Once again, we only care about the actual geometries of `urban_ontario`, not about any of it's features, so we use `distinct()` to return distinct polygons without any other columns. Finally we use `unique()` at the end to remove any duplicates (i.e. `utm_squares` that overlap more than 1 urban polygon. Note that you must use `unique()` and not `distinct()` (which works on regular data frames, but here removes all data attributes).
```{r}
utm_on <- meta_utm_squares() %>%
filter(statprov_code == "ON") %>%
st_transform(3347) %>% # Transform to match urban CRS
st_join(., distinct(urban_ontario), left = FALSE) %>%
unique()
ggplot() +
theme_bw() +
geom_sf(data = ontario) +
geom_sf(data = utm_on, fill = "red") +
geom_sf(data = urban_ontario, fill = "blue", alpha = 0.5)
```
It's a bit tricky to see exactly what's going on, so let's zoom in a bit.
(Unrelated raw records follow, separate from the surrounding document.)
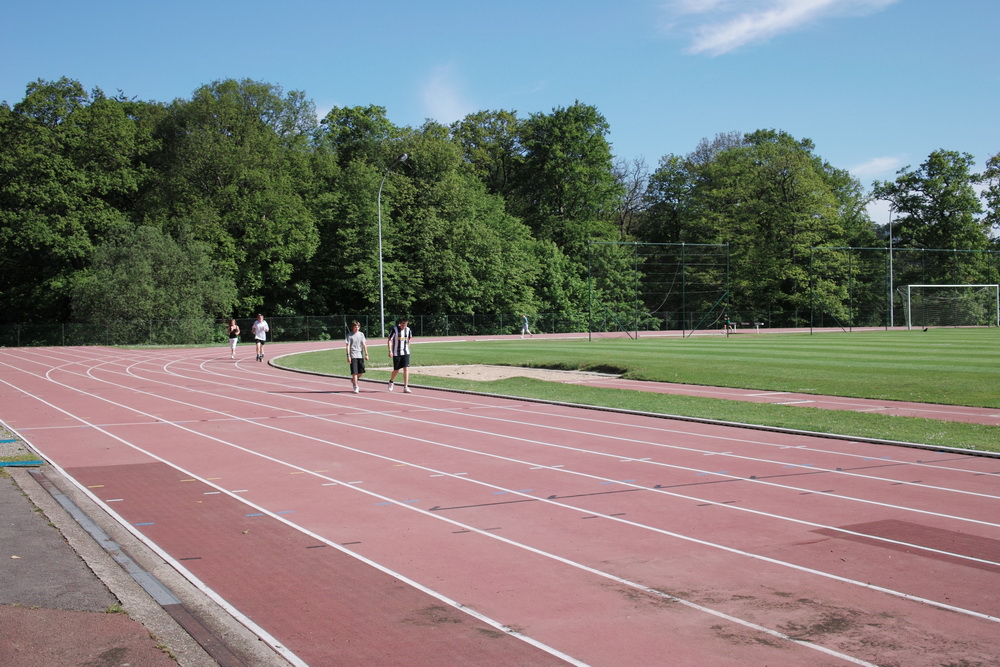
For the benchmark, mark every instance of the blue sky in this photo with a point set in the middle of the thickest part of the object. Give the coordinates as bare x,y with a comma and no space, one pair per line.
876,84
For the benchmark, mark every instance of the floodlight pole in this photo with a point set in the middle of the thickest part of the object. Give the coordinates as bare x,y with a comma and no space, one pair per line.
381,286
892,320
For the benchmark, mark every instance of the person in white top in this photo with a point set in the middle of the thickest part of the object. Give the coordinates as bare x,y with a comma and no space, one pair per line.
399,351
260,330
357,352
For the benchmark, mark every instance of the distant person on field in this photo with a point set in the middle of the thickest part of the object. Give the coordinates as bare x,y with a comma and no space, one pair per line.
399,351
233,331
357,352
260,330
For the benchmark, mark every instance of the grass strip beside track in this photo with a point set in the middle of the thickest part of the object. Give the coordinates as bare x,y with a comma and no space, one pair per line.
956,367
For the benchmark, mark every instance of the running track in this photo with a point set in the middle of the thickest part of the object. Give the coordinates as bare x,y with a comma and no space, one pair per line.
443,528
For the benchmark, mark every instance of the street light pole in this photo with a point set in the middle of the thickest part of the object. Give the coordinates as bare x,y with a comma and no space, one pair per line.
381,288
892,294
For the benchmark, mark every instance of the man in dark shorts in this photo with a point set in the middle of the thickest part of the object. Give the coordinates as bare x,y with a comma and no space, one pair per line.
357,352
399,351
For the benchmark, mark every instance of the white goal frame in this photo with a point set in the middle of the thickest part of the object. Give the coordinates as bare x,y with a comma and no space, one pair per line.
996,298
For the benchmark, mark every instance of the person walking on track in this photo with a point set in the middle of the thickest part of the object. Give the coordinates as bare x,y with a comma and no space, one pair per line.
399,350
260,330
357,352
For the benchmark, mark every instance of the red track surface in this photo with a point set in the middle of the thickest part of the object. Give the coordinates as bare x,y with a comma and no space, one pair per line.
442,528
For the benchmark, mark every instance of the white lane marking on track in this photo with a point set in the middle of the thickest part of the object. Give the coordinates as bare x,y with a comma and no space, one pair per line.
486,533
723,547
258,630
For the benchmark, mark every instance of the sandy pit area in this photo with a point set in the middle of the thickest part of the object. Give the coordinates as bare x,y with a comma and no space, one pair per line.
484,373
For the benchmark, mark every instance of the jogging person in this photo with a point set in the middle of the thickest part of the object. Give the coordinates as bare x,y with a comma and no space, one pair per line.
260,330
357,352
233,330
399,351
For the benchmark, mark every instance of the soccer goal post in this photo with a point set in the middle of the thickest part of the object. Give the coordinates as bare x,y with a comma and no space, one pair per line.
952,306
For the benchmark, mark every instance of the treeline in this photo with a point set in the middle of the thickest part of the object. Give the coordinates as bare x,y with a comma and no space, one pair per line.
240,200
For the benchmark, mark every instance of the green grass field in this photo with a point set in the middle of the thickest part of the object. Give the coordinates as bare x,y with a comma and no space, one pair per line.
947,366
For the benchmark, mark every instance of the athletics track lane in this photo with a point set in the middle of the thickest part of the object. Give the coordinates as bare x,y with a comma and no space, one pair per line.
441,528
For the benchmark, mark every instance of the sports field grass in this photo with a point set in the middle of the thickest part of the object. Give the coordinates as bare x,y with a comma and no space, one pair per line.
947,366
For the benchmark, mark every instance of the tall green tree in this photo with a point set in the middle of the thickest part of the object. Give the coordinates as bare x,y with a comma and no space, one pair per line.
491,143
936,208
71,168
936,205
567,192
143,275
235,169
991,192
772,200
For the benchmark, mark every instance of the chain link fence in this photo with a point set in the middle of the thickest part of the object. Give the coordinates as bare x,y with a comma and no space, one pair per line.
283,329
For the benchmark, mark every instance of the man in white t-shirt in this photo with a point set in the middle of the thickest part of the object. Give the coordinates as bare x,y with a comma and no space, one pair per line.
260,330
357,352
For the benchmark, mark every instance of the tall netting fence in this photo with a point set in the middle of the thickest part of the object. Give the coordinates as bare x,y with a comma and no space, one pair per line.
283,329
636,287
866,287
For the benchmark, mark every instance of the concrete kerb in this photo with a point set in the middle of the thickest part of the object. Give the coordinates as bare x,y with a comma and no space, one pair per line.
221,639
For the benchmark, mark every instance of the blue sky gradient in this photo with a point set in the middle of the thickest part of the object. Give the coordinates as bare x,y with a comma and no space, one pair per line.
876,84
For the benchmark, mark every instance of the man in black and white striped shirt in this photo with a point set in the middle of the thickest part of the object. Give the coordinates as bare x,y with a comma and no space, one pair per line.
399,350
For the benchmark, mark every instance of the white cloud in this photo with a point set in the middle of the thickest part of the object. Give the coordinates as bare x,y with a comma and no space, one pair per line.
720,26
885,167
442,97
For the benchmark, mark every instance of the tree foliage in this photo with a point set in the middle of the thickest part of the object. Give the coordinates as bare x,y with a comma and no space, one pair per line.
268,208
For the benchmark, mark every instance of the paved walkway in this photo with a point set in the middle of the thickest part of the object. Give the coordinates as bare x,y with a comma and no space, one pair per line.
58,582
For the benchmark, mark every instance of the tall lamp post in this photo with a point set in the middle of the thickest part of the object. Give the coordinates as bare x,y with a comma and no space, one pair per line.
892,294
381,289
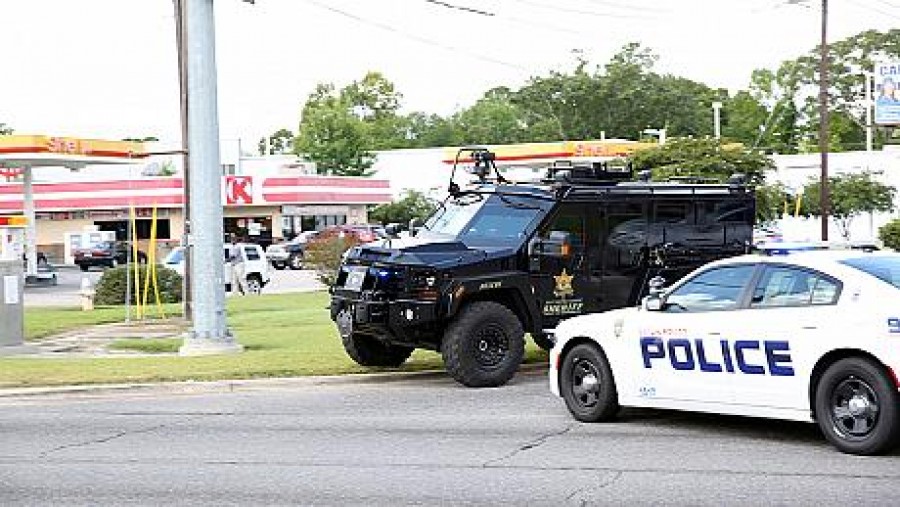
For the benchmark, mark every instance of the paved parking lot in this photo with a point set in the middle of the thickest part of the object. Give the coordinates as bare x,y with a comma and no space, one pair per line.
411,441
66,293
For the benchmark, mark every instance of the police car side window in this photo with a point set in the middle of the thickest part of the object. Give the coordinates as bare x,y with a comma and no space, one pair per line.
782,286
712,290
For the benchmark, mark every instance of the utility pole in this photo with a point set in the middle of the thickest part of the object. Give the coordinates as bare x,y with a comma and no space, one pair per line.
717,120
824,200
209,333
181,43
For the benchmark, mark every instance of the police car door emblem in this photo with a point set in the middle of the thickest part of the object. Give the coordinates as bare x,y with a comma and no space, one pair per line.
563,289
563,285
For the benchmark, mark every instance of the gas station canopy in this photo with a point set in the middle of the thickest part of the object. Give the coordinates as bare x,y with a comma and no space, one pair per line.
25,152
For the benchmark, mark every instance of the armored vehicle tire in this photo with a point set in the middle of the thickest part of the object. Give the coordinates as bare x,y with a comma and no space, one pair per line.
857,407
368,351
587,384
542,340
484,345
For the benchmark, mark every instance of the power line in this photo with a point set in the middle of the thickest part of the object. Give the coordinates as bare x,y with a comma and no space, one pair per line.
460,8
413,37
558,8
875,9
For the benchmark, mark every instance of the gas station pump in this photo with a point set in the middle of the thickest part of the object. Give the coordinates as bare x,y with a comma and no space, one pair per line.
12,281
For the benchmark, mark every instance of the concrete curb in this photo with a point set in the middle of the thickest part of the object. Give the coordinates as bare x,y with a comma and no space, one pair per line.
230,386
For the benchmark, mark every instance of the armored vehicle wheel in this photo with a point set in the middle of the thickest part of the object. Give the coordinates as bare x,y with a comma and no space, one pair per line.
857,407
484,346
368,351
542,340
587,384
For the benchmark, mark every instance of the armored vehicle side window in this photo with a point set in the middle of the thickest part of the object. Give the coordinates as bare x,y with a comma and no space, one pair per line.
568,222
672,212
718,212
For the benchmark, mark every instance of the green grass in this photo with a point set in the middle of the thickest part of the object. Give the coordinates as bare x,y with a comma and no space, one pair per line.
284,335
44,322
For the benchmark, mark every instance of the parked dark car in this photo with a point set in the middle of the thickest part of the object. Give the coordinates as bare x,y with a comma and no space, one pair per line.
106,254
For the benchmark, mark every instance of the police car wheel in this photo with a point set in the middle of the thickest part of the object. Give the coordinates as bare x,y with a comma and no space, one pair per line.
484,345
857,407
587,384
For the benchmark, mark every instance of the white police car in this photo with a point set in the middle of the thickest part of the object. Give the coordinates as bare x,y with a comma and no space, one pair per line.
809,336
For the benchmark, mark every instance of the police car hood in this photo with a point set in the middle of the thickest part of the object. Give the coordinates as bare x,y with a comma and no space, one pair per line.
599,325
427,251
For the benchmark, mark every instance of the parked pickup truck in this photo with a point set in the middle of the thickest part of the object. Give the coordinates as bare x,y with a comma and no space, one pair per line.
250,257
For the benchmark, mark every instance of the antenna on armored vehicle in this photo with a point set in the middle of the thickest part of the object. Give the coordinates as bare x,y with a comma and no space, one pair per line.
484,163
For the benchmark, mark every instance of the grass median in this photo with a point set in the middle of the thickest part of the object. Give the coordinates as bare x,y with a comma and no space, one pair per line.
285,335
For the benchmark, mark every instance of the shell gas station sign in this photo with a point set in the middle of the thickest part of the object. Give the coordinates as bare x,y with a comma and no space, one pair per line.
534,153
70,146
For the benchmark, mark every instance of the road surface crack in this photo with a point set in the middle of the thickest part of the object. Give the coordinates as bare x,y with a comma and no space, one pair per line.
539,441
605,482
105,439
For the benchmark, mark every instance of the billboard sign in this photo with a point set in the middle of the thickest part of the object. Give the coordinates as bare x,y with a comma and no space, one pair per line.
887,93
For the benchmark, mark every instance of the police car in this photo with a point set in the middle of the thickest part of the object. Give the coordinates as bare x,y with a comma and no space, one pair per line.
807,336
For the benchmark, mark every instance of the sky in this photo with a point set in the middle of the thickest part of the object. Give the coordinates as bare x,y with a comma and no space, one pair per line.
108,68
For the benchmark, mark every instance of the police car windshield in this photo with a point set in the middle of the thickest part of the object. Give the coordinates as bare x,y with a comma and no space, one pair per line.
479,220
883,267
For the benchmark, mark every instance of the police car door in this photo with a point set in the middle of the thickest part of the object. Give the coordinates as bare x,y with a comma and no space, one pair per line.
558,266
685,349
789,312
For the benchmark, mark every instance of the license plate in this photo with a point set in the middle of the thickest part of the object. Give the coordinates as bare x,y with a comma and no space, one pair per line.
355,278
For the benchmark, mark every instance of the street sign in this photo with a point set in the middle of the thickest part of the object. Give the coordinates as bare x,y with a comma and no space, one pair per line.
887,93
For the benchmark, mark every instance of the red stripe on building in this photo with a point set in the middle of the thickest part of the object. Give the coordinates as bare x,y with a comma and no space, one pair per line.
326,197
324,181
94,186
95,203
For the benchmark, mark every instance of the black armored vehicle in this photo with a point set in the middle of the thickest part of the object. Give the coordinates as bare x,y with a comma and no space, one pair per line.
499,259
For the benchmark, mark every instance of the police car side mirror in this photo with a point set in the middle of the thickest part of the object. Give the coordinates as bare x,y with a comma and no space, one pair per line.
652,303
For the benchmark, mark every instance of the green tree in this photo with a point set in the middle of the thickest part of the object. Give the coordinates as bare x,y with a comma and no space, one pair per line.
889,234
279,143
704,158
770,202
413,204
850,196
332,136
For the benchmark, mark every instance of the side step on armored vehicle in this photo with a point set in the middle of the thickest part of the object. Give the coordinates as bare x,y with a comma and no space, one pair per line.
499,259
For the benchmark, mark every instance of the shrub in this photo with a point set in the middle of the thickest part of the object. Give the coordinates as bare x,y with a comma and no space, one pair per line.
889,234
324,255
110,290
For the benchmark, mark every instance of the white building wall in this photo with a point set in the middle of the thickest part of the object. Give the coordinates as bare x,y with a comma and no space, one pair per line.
797,170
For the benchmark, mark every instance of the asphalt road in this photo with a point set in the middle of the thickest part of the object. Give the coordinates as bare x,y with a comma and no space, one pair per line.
67,292
410,442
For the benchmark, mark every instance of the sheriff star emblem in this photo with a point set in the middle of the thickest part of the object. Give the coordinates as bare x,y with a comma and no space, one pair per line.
563,285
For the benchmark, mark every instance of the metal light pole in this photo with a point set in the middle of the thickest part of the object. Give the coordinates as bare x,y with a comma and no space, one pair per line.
209,333
824,198
181,43
717,120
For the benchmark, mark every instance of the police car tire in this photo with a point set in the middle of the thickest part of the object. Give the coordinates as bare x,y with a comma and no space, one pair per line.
542,340
606,405
461,342
884,436
369,351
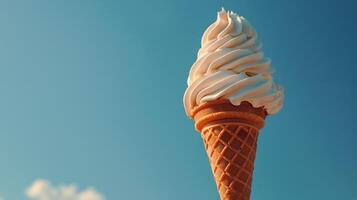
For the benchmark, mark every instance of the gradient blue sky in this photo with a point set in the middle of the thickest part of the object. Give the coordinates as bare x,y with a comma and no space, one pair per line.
91,93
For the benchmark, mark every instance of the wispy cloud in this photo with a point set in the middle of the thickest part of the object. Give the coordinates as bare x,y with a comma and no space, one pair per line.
44,190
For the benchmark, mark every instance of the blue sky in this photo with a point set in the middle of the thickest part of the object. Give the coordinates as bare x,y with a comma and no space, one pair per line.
91,94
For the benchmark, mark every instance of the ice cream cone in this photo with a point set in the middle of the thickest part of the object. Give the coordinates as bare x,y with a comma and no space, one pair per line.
230,136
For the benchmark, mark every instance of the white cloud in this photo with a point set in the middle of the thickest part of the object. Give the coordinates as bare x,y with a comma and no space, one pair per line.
44,190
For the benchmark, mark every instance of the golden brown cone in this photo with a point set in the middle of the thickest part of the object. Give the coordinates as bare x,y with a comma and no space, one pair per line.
230,135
However, it's also a bit tricky to zoom when we're using a non-lat/lon CRS because the units are unintuitive. So let's specify the limits we want, then transform them in the CRS we're using and use that to set our limits.
```{r}
zoom <- data.frame(lon = c(-81, -78, -81, -78),
lat = c(43, 43, 45, 45)) %>%
st_as_sf(coords = c("lon", "lat"), crs = 4326) %>%
st_transform(3347) %>%
st_bbox()
zoom
```
For convenience, we'll use the patchwork package to combine the figures side-by-side so we can get a really good look at what we're doing.
```{r}
g1 <- ggplot() +
theme_bw() +
geom_sf(data = ontario) +
geom_sf(data = urban_ontario, fill = "blue", alpha = 0.5) +
coord_sf(xlim = zoom[c(1,3)], ylim = zoom[c(2,4)])
g2 <- ggplot() +
theme_bw() +
geom_sf(data = ontario) +
geom_sf(data = utm_on, fill = "red", alpha = 0.5) +
geom_sf(data = urban_ontario, fill = "blue", alpha = 0.5) +
coord_sf(xlim = zoom[c(1,3)], ylim = zoom[c(2,4)])
g1 + g2
```
So now we can see that the `utm_squares` we've selected overlap all our urban areas.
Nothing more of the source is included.